Damian Karauna
- Full name: Damian Te We Wehi Oa Te Rangi Karauna
- Born: 6 March 1975 (age 50) Mangakino, New Zealand

Rugby union career
- Position: Centre / Wing / Fullback

Provincial / State sides
- Years: Team / Apps / (Points)
- 1996–00: Waikato / 50 / (90)
- 2001–02: Bay of Plenty / 26 / (20)

Super Rugby
- Years: Team / Apps / (Points)
- 1999: Hurricanes / 7 / (0)
- 2000: Chiefs / 6 / (5)

International career
- Years: Team / Apps / (Points)
- 1996–03: New Zealand 7s

Coaching career
- Years: Team
- 2006–12: Ospreys (assistant coach)
- 2012–16: New Zealand 7s (assistant coach)
- 2016–18: Japan 7s (head coach)
- 2018: Bay of Plenty (assistant coach)
- 2019: Sunwolves (assistant coach)
- 2019–21: Munakata Sanix Blues (assistant coach)
- 2021: Munakata Sanix Blues (head coach)
- 2022: Bay of Plenty (assistant coach)
- 2022–: Moana Pasifika (assistant coach)

= Damian Karauna =

New Zealand rugby union player

Damian Te We Wehi Oa Te Rangi Karauna (born 6 March 1975) is a New Zealand rugby union coach and former professional player.
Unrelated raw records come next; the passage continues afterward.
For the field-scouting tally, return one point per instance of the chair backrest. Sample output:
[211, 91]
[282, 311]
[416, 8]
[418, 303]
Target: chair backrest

He represented New Zealand in rugby sevens and won four Sevens World Series.

==Early life==
Karauna grew up in Mangakino, a small town on banks of the Waikato River.

==Playing career==
A utility back, Karauna moved to Hamilton in 1996 to play rugby for Hautapu. He made an early impact in rugby sevens, named player of the tournament in Waikato's 1996 national title-winning team. This performance got the attention of national coach Gordon Tietjens, who called him up for that year's Fiji Sevens.

Karauna made 50 appearances for the Waikato XV between 1996 and 2000, scoring eight tries during the 1998 season, six of which came in successful Ranfurly Shield defences.

Called up by the Hurricanes in 1999, Karauna took the field in seven Super 12 fixtures, serving as back up to Jason O'Halloran and Alama Ieremia. He competed for the Chiefs in the 2000 Super 12 season and had two years with the Bay of Plenty, before finishing his career overseas. After two seasons in Fukuoka, Karauna played with Welsh club Ospreys in the 2005–06 season.

==Coaching==
Karauna remained at Ospreys in 2006 as a video analyst and later began working with their age-grade system. He left in 2012 to take up a position as skills coach under Gordon Tietjens with the New Zealand Sevens team and the following year aided the side as they won the Rugby World Cup Sevens.

From 2016 to 2018, Karauna was head coach for the Japan Sevens team, overseeing their qualification for the 2018 Rugby World Cup Sevens and the 2018–19 World Sevens Series.

Karauna joined Moana Pasifika as an assistant coach in 2022.